In 1520 the troops of Hernán Cortés occupied the city and killed Cacamatzin, Nezahualpilli's son and the last independent tlatoani, installing Ixtlilxochitl II as a puppet ruler. Cortés made Tetzcoco his base and employed Tetzcocan warriors in the Siege of Tenochtitlan.

After the fall of Tenochtitlan, Spanish authorities continued to recognize the importance of Tetzcoco as a Spanish altepetl, designating it as one of four urban centers in the Valley of Mexico as a ciudad, "city," rebranding it "Texcoco." The Tetzcoca royal family continued to rule, handling succession to the throne in accordance with the traditional Aztec patterns of legitimacy. In this unique passage of kingship, cohorts of brothers inherited the right to rule, then sons of the next cohort, with claims to inheritance revolving around consanguinean ties to Mexica royalty from Tenochtitlan.

Alva Ixtlilxochitl, the immediate Tetzcoca heir after the Spanish-Aztec War, presided over colonial Texcoco as governor until his death in approximately 1550. Restall describes the political situation of Texcoco in the coming decades as follows:"when Ixtlilxochitl died, he was succeeded by three of his brothers, don Jorge Yoyontzin (to 1533), don Pedro Tetlahuehuetzquititzin (to 1539), and don Antonio Pimentel Tlahuitolzin (to 1545); the latter's nephew (and a son of Coanacoch), don Hernando Pimentel Nezahualcoyotzin, would then rule as tlahtoani [king] and gobernador [governor] for two decades.

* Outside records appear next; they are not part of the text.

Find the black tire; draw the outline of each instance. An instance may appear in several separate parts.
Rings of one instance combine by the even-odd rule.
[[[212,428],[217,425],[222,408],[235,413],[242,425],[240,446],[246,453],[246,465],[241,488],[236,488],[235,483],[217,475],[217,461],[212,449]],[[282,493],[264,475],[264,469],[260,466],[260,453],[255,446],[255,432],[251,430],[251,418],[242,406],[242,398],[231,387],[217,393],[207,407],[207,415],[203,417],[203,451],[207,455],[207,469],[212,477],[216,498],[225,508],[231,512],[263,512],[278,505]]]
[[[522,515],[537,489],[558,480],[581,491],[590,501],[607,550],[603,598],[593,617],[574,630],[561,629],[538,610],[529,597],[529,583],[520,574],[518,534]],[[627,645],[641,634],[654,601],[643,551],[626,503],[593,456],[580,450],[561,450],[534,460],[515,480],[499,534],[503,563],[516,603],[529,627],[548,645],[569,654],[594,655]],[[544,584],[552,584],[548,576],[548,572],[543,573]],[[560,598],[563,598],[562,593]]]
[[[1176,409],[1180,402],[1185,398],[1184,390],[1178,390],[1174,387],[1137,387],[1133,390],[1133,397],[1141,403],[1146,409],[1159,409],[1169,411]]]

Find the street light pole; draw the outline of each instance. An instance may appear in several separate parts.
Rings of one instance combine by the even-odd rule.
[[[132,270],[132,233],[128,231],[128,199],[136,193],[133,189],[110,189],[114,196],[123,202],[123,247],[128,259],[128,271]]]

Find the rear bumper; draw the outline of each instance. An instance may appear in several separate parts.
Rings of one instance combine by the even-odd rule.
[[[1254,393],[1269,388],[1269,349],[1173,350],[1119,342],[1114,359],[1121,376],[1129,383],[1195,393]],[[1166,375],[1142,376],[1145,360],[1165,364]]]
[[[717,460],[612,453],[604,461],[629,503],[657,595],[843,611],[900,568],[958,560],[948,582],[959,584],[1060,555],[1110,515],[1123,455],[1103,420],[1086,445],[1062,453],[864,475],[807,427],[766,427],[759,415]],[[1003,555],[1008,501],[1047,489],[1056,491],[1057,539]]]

Ixtlilxochitl's postwar rule thus ushered in a return of governmental stability, with the succession dispute and lethal warfare and lethal warfare of 1515-1521 a relatively short disruption to the otherwise calm dynastic century and a half from Nezahualcoyot through his great-grandson Pimentel. The dynasty would lose control of the city's top political office after that, but would persist as a landed aristocracy for centuries. Tetzcoco's decline as a regional power would likewise be very gradual, beginning at the end of the sixteenth century."Concurrent with these politics was a mass outbreak of smallpox which ravaged Texcoco in the few months after the Spanish-Aztec War. This outbreak both shortened the tenures of Texcoco's last tlahtoanis and sent the city's population into freefall.

==Subsequent history==
From 1827 to 1830, Texcoco served as the capital of the State of Mexico.